Now we need to calculate the unconstrained version of tb-RDA on the same data and extract the first two ordination axes. The unconstrained version of tb-RDA is tb-PCA (i.e. PCA calculated on pre-transform data, where the pre-transformation should be the same in both analyses):
tbPCA <- rda (spe.hell) tbPCA
Call: rda(X = spe.hell) Inertia Rank Total 0.7048 Unconstrained 0.7048 96 Inertia is variance Eigenvalues for unconstrained axes: PC1 PC2 PC3 PC4 PC5 PC6 PC7 PC8 0.09197 0.06075 0.04684 0.03537 0.02650 0.02361 0.02093 0.02035 (Showed only 8 of all 96 unconstrained eigenvalues)
For comparison, let's also include the summary of tb-RDA method:
Call: rda(formula = spe.hell ~ pH + SOILDPT, data = env) Inertia Proportion Rank Total 0.70476 1.00000 Constrained 0.06250 0.08869 2 Unconstrained 0.64226 0.91131 94 Inertia is variance Eigenvalues for constrained axes: RDA1 RDA2 0.04023 0.02227 Eigenvalues for unconstrained axes: PC1 PC2 PC3 PC4 PC5 PC6 PC7 PC8 0.07321 0.04857 0.04074 0.03144 0.02604 0.02152 0.01917 0.01715 (Showed only 8 of all 94 unconstrained eigenvalues)
You can see that total inertia (variance of the whole dataset) is identical in both analyses (0.70476). This is the variance we aim to explain.

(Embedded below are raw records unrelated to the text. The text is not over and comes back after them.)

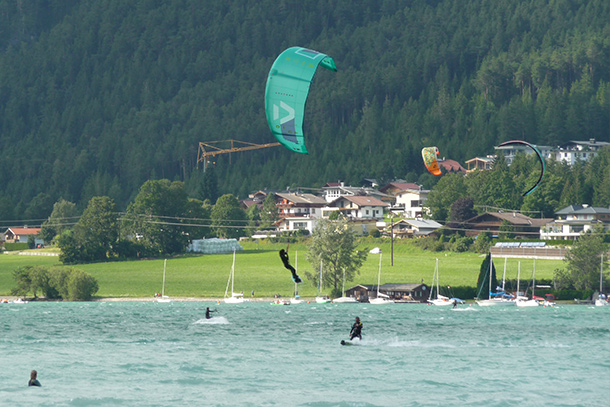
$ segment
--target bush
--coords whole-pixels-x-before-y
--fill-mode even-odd
[[[4,248],[7,252],[15,252],[19,250],[27,250],[27,243],[4,243]]]
[[[371,229],[369,231],[369,236],[370,237],[380,237],[381,236],[381,232],[379,231],[379,229],[374,228],[374,229]]]
[[[73,269],[68,277],[68,299],[70,301],[90,300],[99,290],[97,280],[84,271]]]
[[[17,287],[11,294],[20,297],[31,292],[37,298],[40,291],[47,299],[90,300],[99,289],[95,278],[74,268],[25,266],[15,270],[13,278]]]

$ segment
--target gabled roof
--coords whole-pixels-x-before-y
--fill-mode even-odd
[[[280,193],[275,194],[281,199],[293,202],[294,204],[304,205],[326,205],[326,200],[313,194],[293,194],[293,193]]]
[[[413,182],[390,182],[389,184],[379,188],[381,192],[386,192],[389,189],[399,191],[405,191],[407,189],[419,190],[419,185]]]
[[[389,204],[380,201],[379,199],[372,196],[342,196],[335,199],[333,202],[337,202],[340,199],[345,199],[347,201],[353,202],[358,206],[390,206]]]
[[[401,222],[408,223],[418,229],[438,229],[443,226],[432,219],[402,219]]]
[[[443,167],[447,172],[467,172],[466,168],[455,160],[438,161],[439,167]]]
[[[533,226],[533,227],[543,226],[552,221],[552,219],[530,218],[529,216],[525,216],[522,213],[518,213],[518,212],[486,212],[481,215],[477,215],[474,218],[470,218],[470,219],[466,220],[464,223],[478,222],[487,216],[492,216],[499,220],[505,220],[513,225],[519,225],[519,226]]]
[[[14,235],[32,236],[32,235],[39,234],[41,229],[40,228],[8,228],[8,229],[6,229],[6,232],[4,232],[4,234],[6,234],[9,230]]]
[[[599,206],[570,205],[555,212],[555,215],[592,215],[598,213],[608,214],[610,209]]]

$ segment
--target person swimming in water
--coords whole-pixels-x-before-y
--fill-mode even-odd
[[[302,283],[303,280],[301,280],[301,277],[299,277],[297,275],[297,271],[294,269],[294,267],[292,267],[290,265],[290,259],[288,257],[288,252],[286,250],[284,250],[284,249],[280,250],[280,258],[282,259],[282,262],[284,263],[284,267],[286,267],[292,273],[292,281],[294,281],[295,283]]]
[[[210,315],[212,312],[218,312],[218,311],[216,311],[216,310],[212,311],[212,310],[210,310],[210,307],[207,307],[205,310],[205,319],[212,318],[212,315]]]
[[[349,332],[350,341],[353,341],[354,338],[358,338],[362,340],[362,322],[360,322],[360,318],[356,317],[356,322],[352,325],[352,330]]]
[[[30,372],[30,381],[28,382],[28,386],[38,386],[38,387],[41,387],[42,385],[38,381],[37,377],[38,377],[38,372],[35,371],[35,370],[32,370]]]

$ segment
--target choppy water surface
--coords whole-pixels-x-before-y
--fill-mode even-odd
[[[591,406],[610,307],[0,304],[0,366],[7,406]]]

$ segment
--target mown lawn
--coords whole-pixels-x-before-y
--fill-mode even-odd
[[[242,243],[244,251],[238,252],[235,263],[235,291],[244,291],[246,297],[252,290],[256,297],[272,297],[280,294],[293,295],[294,283],[290,272],[279,258],[278,251],[286,244]],[[360,245],[361,250],[380,247],[383,251],[381,283],[432,282],[435,259],[439,259],[441,285],[475,286],[482,255],[475,253],[427,252],[407,242],[394,243],[394,265],[391,265],[391,245],[386,240],[368,240]],[[291,244],[290,259],[293,266],[304,278],[309,271],[317,273],[319,265],[310,265],[306,260],[307,245]],[[296,259],[296,261],[295,261]],[[185,255],[167,260],[165,294],[172,297],[221,298],[224,295],[232,254]],[[521,262],[521,279],[531,278],[533,260],[508,259],[507,279],[517,278],[517,266]],[[25,265],[60,265],[57,257],[0,255],[0,295],[10,294],[15,286],[12,271]],[[498,278],[504,269],[504,259],[495,260]],[[99,284],[97,297],[152,297],[161,292],[163,279],[163,259],[137,260],[77,265],[94,276]],[[563,268],[562,260],[537,260],[536,278],[552,278],[556,268]],[[355,284],[377,284],[379,255],[369,254],[360,270],[360,276],[346,283],[346,288]],[[330,293],[326,289],[325,293]],[[303,297],[314,297],[316,288],[311,282],[299,287]]]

Extract the two PCA axes from
tbPCA object and use them as explanatory variables in tbRDA on the same data to see how much variance they explain:
PCA12 <- scores (tbPCA, display = 'sites', choices = 1:2) tbRDA_PCA12 <- rda (spe.hell ~ PCA12) RsquareAdj (tbRDA_PCA12)$r.squared
Two first tb-PCA axes, if used as explanatory in the tb-RDA on the same dataset, explain 21.7% of the variance. Note that this is the same number we would get by simply checking the amount of variance represented by the first two ordination axes in tb-PCA in the summary above: eigenvalue of PCA1 = 0.09197, eigenvalue of PCA1 = 0.06075, total variance (inertia) = 0.70476, recalculated into percentage: (0.09197+0.06075)/0.70476 = 21.7%. In fact, we don't need to really to the whole procedure (extract tb-PCA axes and use them as explanatory in tb-RDA), we can simply check the variance of n axes in unconstrained ordination (n = number of explanatory variables) and compare it with real variance explained by environmental variables.
The comparison here is: 8.9% explained by real variables (pH and SOILDPT) vs 21.7% which would be explained by two best, not correlated variables (if we had them). We see that measured variables explain something over 40% of variation they could (8.9/21.7 = 0.41), which is not bad. Remember important difference: PCA axes are (from definition) not correlated, while our real variables often will be (as in this case:
cor.test (~ pH + SOILDPT, data = env) shows that Pearson's correlation coefficient between pH and SOILDPT is r = 0.273, and this correlation is significant at P = 0.0069).